Answer: We recommend retaining COBRA election notice records for at least three years from the date of the initial qualifying event (three years being the maximum COBRA coverage period available to any qualified beneficiary), plus the longer of:

1. The statute of limitations for excise taxes (for plans subject to Code § 4980B) or

2. The statute of limitations for COBRA coverage (which will depend on the jurisdictions in which your plans operate).

Determining the length of the retention period requires an understanding of the applicable statutes of limitation (that is, the period during which excise taxes may be assessed or COBRA claims may be filed in court), as well as the legal rules that determine when the limitations period starts to run.

Determining the limitations period can be complex, but here is a summary:

  • Excise Tax Statute of Limitations. The IRS may assess excise taxes for COBRA violations within three years after the later of the due date or actual filing date of Form 8928. (Persons or entities liable for excise taxes must self-report liability on Form 8928) As a result, records related to the COBRA election notice — including mailing records — should be retained for at least three years from the Form 8928 due date or filing date, as applicable.Although law and practice is still developing, it appears that Form 8928 is rarely filed, and, without a filed Form 8928, there is no statute of limitations — the IRS can arguably assess taxes for compliance failures at any time. In connection with income taxes, the IRS has advised that records should be kept indefinitely when no return is filed, but there may be logistical obstacles to permanent retention of COBRA records. For years in which your company determines that no Form 8928 is required, you should consult with experienced legal counsel about how long to retain records that support non-filing of the Form and demonstrate compliance with COBRA’s requirements.
  • COBRA Lawsuit Statutes of Limitation. Claims for COBRA coverage filed after the limitations period has run are unenforceable. Because there is no specific COBRA statute of limitations, courts look to the most analogous state-law period, which varies from state to state. In suits for COBRA coverage, some courts have applied the relatively short two-year period for unfair insurance practices, but others have applied longer periods of six years or even more. You should consult with your legal counsel about what periods are likely to apply in the jurisdictions in which your plans operate.Plans operating in more than one state may be subject to more than one statute of limitations and should likely use the longest possible limitations period for COBRA recordkeeping purposes.

You should also be aware that the limitations period for a COBRA coverage claim doesn’t necessarily start to run when the election notice is (or should have been) provided. Rather, the general rule is that the period does not start until the individual knew (or had reason to know) that he or she had a claim for COBRA coverage.

Someone who actually receives an election notice should have reason to know of COBRA coverage claims at the time of receipt.
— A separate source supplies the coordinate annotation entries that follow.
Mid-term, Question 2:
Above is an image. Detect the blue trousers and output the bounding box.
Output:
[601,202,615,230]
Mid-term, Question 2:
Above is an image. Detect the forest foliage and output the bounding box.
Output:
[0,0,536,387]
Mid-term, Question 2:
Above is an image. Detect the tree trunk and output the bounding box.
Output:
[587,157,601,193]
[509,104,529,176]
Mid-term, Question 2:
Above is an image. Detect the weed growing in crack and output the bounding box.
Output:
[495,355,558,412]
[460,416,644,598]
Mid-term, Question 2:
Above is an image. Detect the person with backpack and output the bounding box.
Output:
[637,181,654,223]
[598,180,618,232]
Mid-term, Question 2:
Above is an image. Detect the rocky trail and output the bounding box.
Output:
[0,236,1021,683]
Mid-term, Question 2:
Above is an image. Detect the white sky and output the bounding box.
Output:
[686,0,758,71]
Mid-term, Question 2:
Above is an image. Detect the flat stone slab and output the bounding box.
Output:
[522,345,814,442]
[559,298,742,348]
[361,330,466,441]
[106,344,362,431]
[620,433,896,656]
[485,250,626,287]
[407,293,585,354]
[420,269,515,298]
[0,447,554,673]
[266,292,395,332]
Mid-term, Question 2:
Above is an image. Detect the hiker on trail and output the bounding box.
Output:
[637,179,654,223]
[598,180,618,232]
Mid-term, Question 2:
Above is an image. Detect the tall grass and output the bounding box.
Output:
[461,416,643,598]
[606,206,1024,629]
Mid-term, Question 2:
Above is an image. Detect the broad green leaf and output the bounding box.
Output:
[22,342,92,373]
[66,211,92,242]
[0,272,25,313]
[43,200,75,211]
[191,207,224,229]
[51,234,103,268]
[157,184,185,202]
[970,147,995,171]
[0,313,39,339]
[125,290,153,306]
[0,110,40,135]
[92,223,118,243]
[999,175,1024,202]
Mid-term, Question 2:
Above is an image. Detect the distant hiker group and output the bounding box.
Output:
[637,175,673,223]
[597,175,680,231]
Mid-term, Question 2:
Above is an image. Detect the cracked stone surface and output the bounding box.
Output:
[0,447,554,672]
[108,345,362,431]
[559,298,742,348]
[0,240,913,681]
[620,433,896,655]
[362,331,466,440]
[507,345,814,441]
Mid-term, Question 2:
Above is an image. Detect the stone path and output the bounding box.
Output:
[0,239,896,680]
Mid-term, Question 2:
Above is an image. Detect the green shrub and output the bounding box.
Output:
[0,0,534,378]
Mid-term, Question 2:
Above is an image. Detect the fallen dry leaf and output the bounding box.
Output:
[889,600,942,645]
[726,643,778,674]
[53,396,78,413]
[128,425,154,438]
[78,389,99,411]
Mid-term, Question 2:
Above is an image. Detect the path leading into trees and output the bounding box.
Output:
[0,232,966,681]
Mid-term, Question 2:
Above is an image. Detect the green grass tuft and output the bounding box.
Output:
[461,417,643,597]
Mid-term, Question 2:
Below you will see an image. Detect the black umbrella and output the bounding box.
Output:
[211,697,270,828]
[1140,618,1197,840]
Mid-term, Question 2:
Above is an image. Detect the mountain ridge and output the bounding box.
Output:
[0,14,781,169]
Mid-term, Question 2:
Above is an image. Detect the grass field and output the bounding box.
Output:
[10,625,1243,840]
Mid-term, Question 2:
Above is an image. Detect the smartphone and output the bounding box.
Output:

But an individual may not focus on COBRA coverage until a medical claim arises, and at that point, may dispute the receipt or adequacy of COBRA notices.

Because the longest possible COBRA coverage period is three years, it’s a good idea to retain election notice records for three years from the date of the initial qualifying event plus the applicable limitations period. And, because calculating limitation periods isn’t an exact science and involves so many variables, you may want to tack on a few extra years to give yourself additional leeway.